A bela Dona Inês

fevereiro 9, 2018

Início do ano e a vontade geral da nação é descansar, entrar de férias. Como sou apaixonado por essa nossa querida Parahyba, não me furto a qualquer convite que seja para se embrenhar em seu seio, andar por suas veias, curtir suas sinuosidades circunscritas em relevo entremeado de volumosas serras e montanhas cujas escarpas abrem alas para vales rochosos e preciosamente esculpidos. Assim é o nosso interior.
Fui aos limites entre as terras do Curimataú e do Brejo, visitei o simpático município de Dona Inês, cidade aprazível, aconchegante, limpa, arrumada, quase todas as ruas calçadas, comércio desenvolvido…
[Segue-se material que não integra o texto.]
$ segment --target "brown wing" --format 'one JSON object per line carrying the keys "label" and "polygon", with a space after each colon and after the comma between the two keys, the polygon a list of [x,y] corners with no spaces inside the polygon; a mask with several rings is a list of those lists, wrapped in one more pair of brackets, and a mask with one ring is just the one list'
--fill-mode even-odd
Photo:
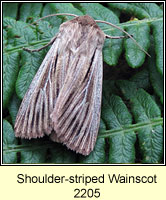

a cidade merece um sem número de bons adjetivos, acredito que fruto de várias administrações que se sucedem desde sua emancipação em 1959. Antes disso, Dona Inês esteve umbilicalmente ligada a Bananeiras, altaneiro município vizinho, de paisagem marcante, belos contornos brejeiros. As terras de Dona Inês são habitadas desde tempos imemoriais pelos indígenas, principalmente os Tupi, ao longo do vale do rio Curimataú.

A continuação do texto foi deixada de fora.